Studio album by De Rosa
- Released: 2 March 2009
- Recorded: Chem 19 Blantyre, Scotland 2007–08
- Genre: Indie rock, psychedelic folk, indie folk, psychedelic rock
- Label: Chemikal Underground Gargleblast Records
- Producer: Andy Miller

De Rosa chronology
| Mend (2006) | Prevention (2009) | Weem (2016) |

= Prevention (album) =

Prevention is the second studio album by Scottish indie rock band De Rosa, released on 2 March 2009 on both Chemikal Underground and Gargleblast Records. Regarding the album, guitarist Chris Connick stated that the album features "ten tracks of misery and place, from Lanarkshire," and noted that it "differ[ed] sonically from Mend quite a bit. The songs are more layered, and we used a lot more electronics and beats on this album. There’s also more emphasis on the album's coherence as a whole, and I think it plays better as a collection of songs than Mend did."

Vocalist and guitarist Martin Henry stated that: "the scratchy, falling-apart sound of parts of Mend frustrates me sometimes, so with Prevention I wanted to make something that was prettier and heavier at the same time. We were more interested in layers of vocals and instruments, with an emphasis on percussion, not just guitar. There are definitely a lot more keyboards on this one too.

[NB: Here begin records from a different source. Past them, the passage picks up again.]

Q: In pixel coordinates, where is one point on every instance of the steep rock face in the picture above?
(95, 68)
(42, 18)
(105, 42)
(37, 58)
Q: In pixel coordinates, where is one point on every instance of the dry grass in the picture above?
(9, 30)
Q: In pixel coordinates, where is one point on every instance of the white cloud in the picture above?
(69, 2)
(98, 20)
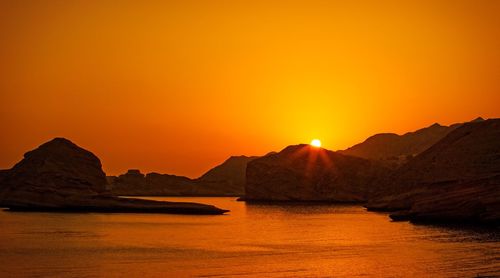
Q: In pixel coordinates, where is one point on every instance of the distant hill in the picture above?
(306, 173)
(394, 150)
(226, 179)
(458, 178)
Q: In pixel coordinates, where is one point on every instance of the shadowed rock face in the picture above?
(395, 150)
(227, 179)
(458, 178)
(60, 176)
(305, 173)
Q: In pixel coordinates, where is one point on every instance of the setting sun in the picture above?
(316, 143)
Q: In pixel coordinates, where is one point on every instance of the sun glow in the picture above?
(316, 143)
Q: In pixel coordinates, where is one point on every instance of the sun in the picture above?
(316, 143)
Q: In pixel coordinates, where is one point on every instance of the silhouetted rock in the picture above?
(457, 179)
(227, 179)
(306, 173)
(60, 176)
(395, 150)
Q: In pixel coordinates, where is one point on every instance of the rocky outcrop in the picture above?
(306, 173)
(60, 176)
(395, 150)
(457, 179)
(230, 176)
(226, 179)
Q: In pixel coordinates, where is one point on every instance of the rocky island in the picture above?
(60, 176)
(226, 179)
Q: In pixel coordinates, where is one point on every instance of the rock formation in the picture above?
(226, 179)
(306, 173)
(457, 179)
(395, 150)
(60, 176)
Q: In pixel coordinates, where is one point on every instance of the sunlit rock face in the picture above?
(456, 179)
(307, 173)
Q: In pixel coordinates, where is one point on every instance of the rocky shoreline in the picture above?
(60, 176)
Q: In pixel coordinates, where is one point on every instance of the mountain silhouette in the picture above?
(60, 176)
(458, 178)
(226, 179)
(306, 173)
(395, 150)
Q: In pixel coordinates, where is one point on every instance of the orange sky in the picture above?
(178, 87)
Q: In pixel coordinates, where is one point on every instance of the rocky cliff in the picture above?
(395, 150)
(306, 173)
(60, 176)
(458, 178)
(226, 179)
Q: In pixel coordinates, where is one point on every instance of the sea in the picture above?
(252, 240)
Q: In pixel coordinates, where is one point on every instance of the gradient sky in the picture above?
(178, 86)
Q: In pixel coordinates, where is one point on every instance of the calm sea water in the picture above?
(252, 240)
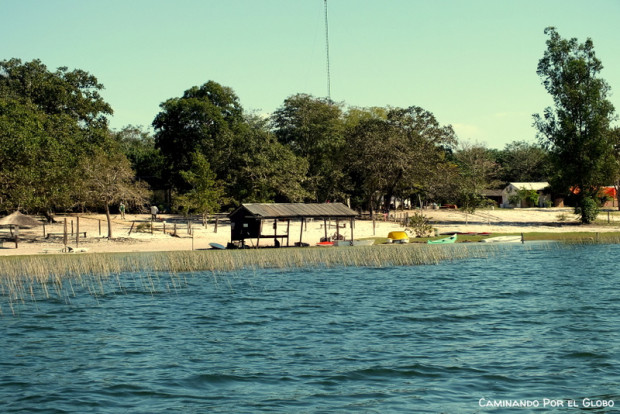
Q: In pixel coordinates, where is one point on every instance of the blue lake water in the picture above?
(535, 324)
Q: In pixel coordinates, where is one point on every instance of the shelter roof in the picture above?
(19, 219)
(295, 210)
(537, 186)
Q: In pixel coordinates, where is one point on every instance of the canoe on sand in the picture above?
(446, 240)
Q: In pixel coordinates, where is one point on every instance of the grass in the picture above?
(25, 278)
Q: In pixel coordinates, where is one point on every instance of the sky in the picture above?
(472, 63)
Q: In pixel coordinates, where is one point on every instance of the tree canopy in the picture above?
(575, 131)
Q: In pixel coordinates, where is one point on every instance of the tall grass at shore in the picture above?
(25, 278)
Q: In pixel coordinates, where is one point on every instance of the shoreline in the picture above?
(128, 239)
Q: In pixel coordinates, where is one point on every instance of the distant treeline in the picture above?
(207, 154)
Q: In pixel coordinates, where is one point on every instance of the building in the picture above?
(509, 193)
(248, 220)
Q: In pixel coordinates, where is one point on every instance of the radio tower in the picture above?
(329, 93)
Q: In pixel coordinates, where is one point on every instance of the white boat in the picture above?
(342, 243)
(502, 239)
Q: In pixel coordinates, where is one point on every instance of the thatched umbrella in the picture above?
(17, 220)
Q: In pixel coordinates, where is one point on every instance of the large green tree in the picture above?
(521, 161)
(205, 119)
(313, 128)
(108, 179)
(478, 171)
(266, 170)
(49, 121)
(575, 131)
(138, 145)
(395, 154)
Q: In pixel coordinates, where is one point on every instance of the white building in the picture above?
(542, 188)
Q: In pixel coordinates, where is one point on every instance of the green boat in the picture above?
(451, 239)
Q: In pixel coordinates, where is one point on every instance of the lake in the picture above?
(535, 325)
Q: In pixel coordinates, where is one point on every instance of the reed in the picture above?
(25, 277)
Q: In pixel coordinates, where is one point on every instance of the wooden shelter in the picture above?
(15, 221)
(247, 220)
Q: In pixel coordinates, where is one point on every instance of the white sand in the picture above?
(446, 221)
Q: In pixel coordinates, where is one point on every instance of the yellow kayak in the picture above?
(398, 237)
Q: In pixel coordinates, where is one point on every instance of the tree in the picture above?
(146, 160)
(108, 180)
(313, 129)
(206, 192)
(205, 119)
(523, 162)
(477, 172)
(575, 132)
(265, 170)
(39, 155)
(74, 93)
(395, 155)
(48, 123)
(614, 136)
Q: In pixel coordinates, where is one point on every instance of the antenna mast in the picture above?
(329, 94)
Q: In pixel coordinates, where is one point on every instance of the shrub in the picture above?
(420, 225)
(588, 209)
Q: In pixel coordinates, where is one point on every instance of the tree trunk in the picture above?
(49, 216)
(107, 215)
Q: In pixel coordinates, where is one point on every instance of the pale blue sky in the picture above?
(470, 62)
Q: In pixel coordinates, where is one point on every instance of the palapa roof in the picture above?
(537, 186)
(19, 219)
(294, 210)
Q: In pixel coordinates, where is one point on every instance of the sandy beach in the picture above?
(129, 236)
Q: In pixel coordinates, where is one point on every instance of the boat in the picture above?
(445, 240)
(347, 243)
(366, 242)
(398, 237)
(503, 239)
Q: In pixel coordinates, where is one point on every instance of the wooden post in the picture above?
(352, 220)
(64, 233)
(337, 229)
(260, 231)
(325, 227)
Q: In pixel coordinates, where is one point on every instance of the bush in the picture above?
(588, 209)
(420, 225)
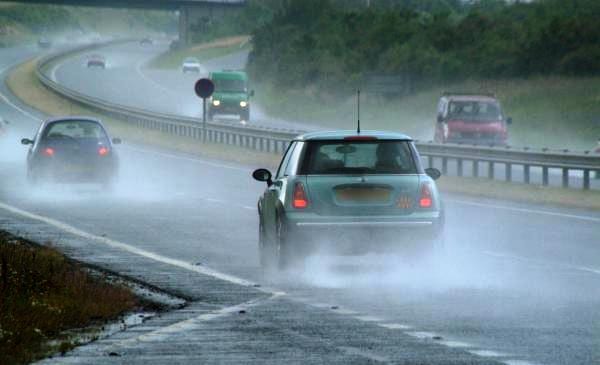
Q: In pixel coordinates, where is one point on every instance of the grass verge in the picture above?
(44, 294)
(25, 85)
(203, 52)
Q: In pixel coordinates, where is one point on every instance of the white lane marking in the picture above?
(192, 323)
(455, 344)
(395, 326)
(422, 335)
(53, 72)
(320, 305)
(16, 107)
(529, 211)
(541, 262)
(486, 353)
(218, 201)
(362, 353)
(185, 158)
(369, 318)
(135, 250)
(517, 362)
(345, 311)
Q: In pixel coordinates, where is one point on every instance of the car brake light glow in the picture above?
(425, 201)
(299, 200)
(360, 138)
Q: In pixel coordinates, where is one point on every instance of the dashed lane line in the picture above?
(526, 210)
(135, 250)
(501, 255)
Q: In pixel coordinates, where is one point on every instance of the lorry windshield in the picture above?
(474, 111)
(358, 157)
(229, 86)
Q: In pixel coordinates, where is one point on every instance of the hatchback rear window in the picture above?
(75, 129)
(358, 157)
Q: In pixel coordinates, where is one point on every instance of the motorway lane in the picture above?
(518, 283)
(518, 305)
(127, 81)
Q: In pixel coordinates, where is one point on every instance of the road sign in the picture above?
(204, 88)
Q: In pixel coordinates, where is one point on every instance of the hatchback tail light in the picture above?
(426, 198)
(299, 200)
(48, 151)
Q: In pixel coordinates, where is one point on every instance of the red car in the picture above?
(471, 118)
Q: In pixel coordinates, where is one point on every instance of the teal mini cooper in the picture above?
(348, 191)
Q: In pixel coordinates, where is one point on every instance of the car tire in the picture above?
(32, 178)
(275, 253)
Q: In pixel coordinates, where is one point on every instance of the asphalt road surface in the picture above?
(520, 284)
(127, 81)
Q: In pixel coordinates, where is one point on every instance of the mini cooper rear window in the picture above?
(75, 129)
(358, 157)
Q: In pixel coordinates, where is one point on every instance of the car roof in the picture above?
(229, 75)
(73, 118)
(342, 134)
(471, 98)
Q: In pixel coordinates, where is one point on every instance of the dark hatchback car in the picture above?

The band worked with producer Andy Miller at Chem 19 recording studios in Lanarkshire, Scotland. Guest musicians on the album include Barry Burns of Mogwai and Robert Johnston of Life Without Buildings.

Professional ratings
Review scores
| Source | Rating |
| The Independent | Star |
| The List | Star |
| Mojo | Star |
| Rock Sound | Star |
| Scotland on Sunday | Star |
| The Skinny | Star |
| Strangeglue | 8/10 link |

==Artwork==
The album's front cover features artwork by Glasgow writer and artist Alasdair Gray. Guitarist Chris Connick notes that: Our friend Sorcha Dallas (and wife-to-be of Robert Johnson from Life Without Buildings, who played on our album) is an art dealer and gallery owner based in Glasgow. She helped put us in touch with Alasdair regards the cover art. Being a huge fan of Alasdair’s writing and in particular books such as Lanark and 1982, Janine, I was really excited and a bit scared when the sittings for the portrait came around. It was really cool to meet Alasdair and he turned out to be a lovely and engaging man, so I can thoroughly dismiss the adage "Never meet your heroes" as absolute bollocks.

Vocalist and guitarist Marin Henry notes that: The portraits were painted first, then there was the idea of a table with some meaningful objects. The map and the copy of Mend came from Alasdair a little later on and I remembered there being an old map lying about Chem19, where we recorded the album. The guitar in the image is my little acoustic. I write all of the De Rosa demos on it.

== Track listing ==
Lyrics by Martin John Henry. Music by De Rosa.
1. A Love Economy
2. Nocturne For An Absentee
3. It Helps To See You Hurt
4. Pest
5. Stillness
6. Under The Stairs
7. In Code
8. Swell
9. Flight Recorder
10. Tinto

== Personnel ==
- Martin John Henry – vocals, guitars, organ, vibraphone, accordion, programming
- James Woodside – bass, mandolin, melodica
- Neil Woodside – drums, percussion, glockenspiel
- Chris Connick – guitars, synthesisers, piano, hammer dulcimer
- Andrew Bush – piano, guitar, synthesisers, melodica, vibraphone
- Alan Barr – cello
- Robert Johnston – additional guitar
- Barry Burns – piano, organ, synthesisers
- Andy Miller – producer
- Kenny MacLeod – mastering

The album also features choir vocals performed by a group of friends and family members of De Rosa.